The cost-benefit ratio of using predatory bacteria must be considered, though, researchers noted. This includes more research into the long-term effects on a person and their microbiome.

According to Patel, building upon phage therapy to combat multi-drug-resistant bacteria is another possibility. Phage therapy entails using viruses, or phages, to invade bacteria, according to research from 2017.

Are antibiotic-resistant bacteria resistant to every antibiotic?

No. But the Centers for Disease Control and Prevention (CDC) cautions that bacterial and fungal resistance to even one antibiotic can become a serious problem.

Can antibiotics be used to treat COVID-19?

Because COVID-19 is caused by a virus — a type of coronavirus known as the SARS-CoV-2 virus — it’s not vulnerable to antibiotics. Antibiotics could be used to treat a secondary bacterial infection that might develop, however.

How many prescriptions for antibiotics are written each year?

In 2020, U.S. healthcare professionals gave out 202 million prescriptions for antibiotics in the outpatient setting alone, according to the CDC. The region of the country with the highest rate of outpatient antibiotic prescriptions is the South.

What are the different kinds of antibiotics?

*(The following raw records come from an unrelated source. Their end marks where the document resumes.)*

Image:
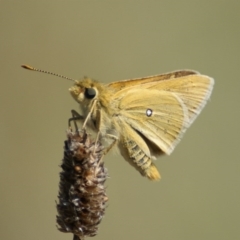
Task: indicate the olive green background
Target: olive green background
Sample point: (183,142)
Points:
(198,196)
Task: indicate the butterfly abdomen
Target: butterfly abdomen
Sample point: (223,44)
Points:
(141,161)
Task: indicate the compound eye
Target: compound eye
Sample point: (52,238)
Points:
(90,93)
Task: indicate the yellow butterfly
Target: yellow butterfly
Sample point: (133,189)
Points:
(145,117)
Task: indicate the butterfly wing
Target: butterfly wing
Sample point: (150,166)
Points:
(162,111)
(117,86)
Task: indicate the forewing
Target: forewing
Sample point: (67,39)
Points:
(167,122)
(137,82)
(193,90)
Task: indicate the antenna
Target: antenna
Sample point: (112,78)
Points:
(43,71)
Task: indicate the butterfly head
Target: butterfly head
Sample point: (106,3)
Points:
(85,91)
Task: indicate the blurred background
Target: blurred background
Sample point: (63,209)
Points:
(198,196)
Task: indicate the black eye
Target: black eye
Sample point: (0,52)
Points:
(90,93)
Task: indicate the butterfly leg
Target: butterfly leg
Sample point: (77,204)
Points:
(75,116)
(89,114)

Some of the most commonly prescribed classes of antibiotics include:

  • penicillins
  • cephalosporins
  • tetracyclines
  • macrolides
  • fluoroquinolones
  • sulfonamides
  • glycopeptides

Antibiotic resistance is a very serious and ongoing problem. Scientists are searching for solutions and working on developing new medications that can replace antibiotics that no longer work to fight infection. Individuals like you can help, too, by following your doctor’s recommendations for antibiotic use.